Bank loans could at long last become cheaper. Finance Minister P. Chidambaram today ‘advised’ public sector banks to cut base lending rates. He also asked the banks to focus on the top 30 loan defaulters.
“We have advised the banks to look at the base rate,” Chidambaram told newspersons after meeting the heads of public sector banks and financial institutions. “In my view, reduction of the base rate will be a powerful booster, will be a powerful stimulus to credit growth.”
The base rate is the key to determining the interest rates on deposits and loans, and no bank can lend below that rate. The Finance Minister’s advice comes at a time when the Reserve Bank of India has cut the key policy rate — the repo rate — by 125 basis points (1.25 percentage points), whereas banks have lowered the base rate only by 30-50 basis points.
Banks, however, argue that provisioning requirements and cost of money have gone up by 50 basis points each.
Chidambaram admitted that these two issues could restrict the rate cut, but told newspersons that bank heads had assured him during the meeting that they would review their base lending rates by this month end. Talking about non-performing assets, the Finance Minister asked banks to focus on top defaulters and take action against them. “You focus on the top defaulters as well as keep an eye on the top performing accounts. A close watch is being kept on the top 30 non-performing accounts in each bank and action will be taken on the defaulters,” he said.
For public sector banks, the share of the top 30 accounts in terms of gross non-performing assets (GNPA) rose to 39.7 per cent at end-March 2013, from 34.5 per cent in the corresponding year-ago period.
In fact, for nine public sector banks, this share is more than 50 per cent.
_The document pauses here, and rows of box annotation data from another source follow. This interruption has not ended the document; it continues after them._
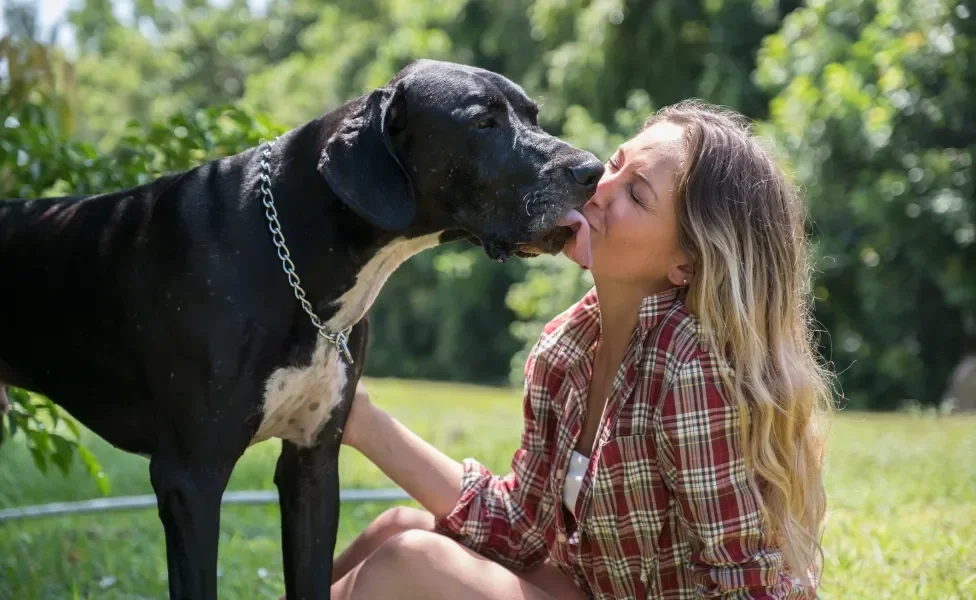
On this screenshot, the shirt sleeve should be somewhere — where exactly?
[654,358,808,600]
[436,346,555,571]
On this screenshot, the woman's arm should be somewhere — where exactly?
[343,356,553,571]
[343,382,464,519]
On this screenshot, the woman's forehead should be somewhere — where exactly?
[627,121,685,153]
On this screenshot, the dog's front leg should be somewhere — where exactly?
[275,318,369,600]
[149,448,236,600]
[275,432,339,600]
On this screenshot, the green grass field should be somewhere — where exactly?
[0,380,976,600]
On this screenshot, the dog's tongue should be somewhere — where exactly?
[556,210,592,269]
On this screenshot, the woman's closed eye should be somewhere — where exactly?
[629,184,647,210]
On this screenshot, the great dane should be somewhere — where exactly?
[0,60,603,600]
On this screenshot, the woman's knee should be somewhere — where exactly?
[373,529,460,570]
[370,506,434,538]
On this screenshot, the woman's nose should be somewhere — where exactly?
[590,170,613,208]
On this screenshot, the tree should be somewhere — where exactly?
[756,0,976,408]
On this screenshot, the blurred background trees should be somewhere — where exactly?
[0,0,976,418]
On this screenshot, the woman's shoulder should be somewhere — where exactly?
[530,288,600,370]
[539,288,600,349]
[652,299,731,387]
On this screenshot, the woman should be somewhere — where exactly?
[314,102,830,600]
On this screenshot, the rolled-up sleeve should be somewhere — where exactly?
[654,358,813,600]
[436,356,552,571]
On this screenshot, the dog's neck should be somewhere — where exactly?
[255,119,444,331]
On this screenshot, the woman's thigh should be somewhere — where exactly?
[332,530,586,600]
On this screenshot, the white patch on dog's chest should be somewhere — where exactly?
[251,233,440,446]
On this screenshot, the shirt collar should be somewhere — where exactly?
[638,287,683,331]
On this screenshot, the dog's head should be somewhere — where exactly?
[319,60,603,260]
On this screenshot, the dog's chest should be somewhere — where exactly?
[252,337,348,446]
[252,233,440,446]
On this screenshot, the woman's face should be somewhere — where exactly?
[582,122,691,293]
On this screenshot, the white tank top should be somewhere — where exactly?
[563,450,590,514]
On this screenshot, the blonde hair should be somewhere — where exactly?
[642,100,832,588]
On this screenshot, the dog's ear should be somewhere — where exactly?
[319,84,416,231]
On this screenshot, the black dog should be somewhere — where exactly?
[0,61,603,600]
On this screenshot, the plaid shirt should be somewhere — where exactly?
[437,289,815,600]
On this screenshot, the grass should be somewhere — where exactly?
[0,380,976,600]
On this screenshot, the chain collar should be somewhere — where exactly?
[260,138,353,365]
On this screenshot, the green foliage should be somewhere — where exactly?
[756,0,976,408]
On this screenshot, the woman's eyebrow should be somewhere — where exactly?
[634,169,660,201]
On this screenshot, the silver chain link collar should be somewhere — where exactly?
[260,140,353,365]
GNPA as a percentage of gross advances has gone up to 3.78 per cent from 2.32 per cent.
Business environment
Talking about the overall business environment, the Finance Minister said there was good credit demand from sectors such as agriculture, small and medium enterprises, and retail. In the infrastructure sector, there were signs of higher credit demand from road and non-conventional energy sectors, he said.
“Overall, there seems to be some pick-up in credit demand, I think the picture will become clearer in the second quarter,” he said. Credit growth of public sector banks in 2012-13 declined to 15.6 per cent from 17.8 per cent in the previous year, while deposit growth was 14.9 per cent from 14.4 per cent.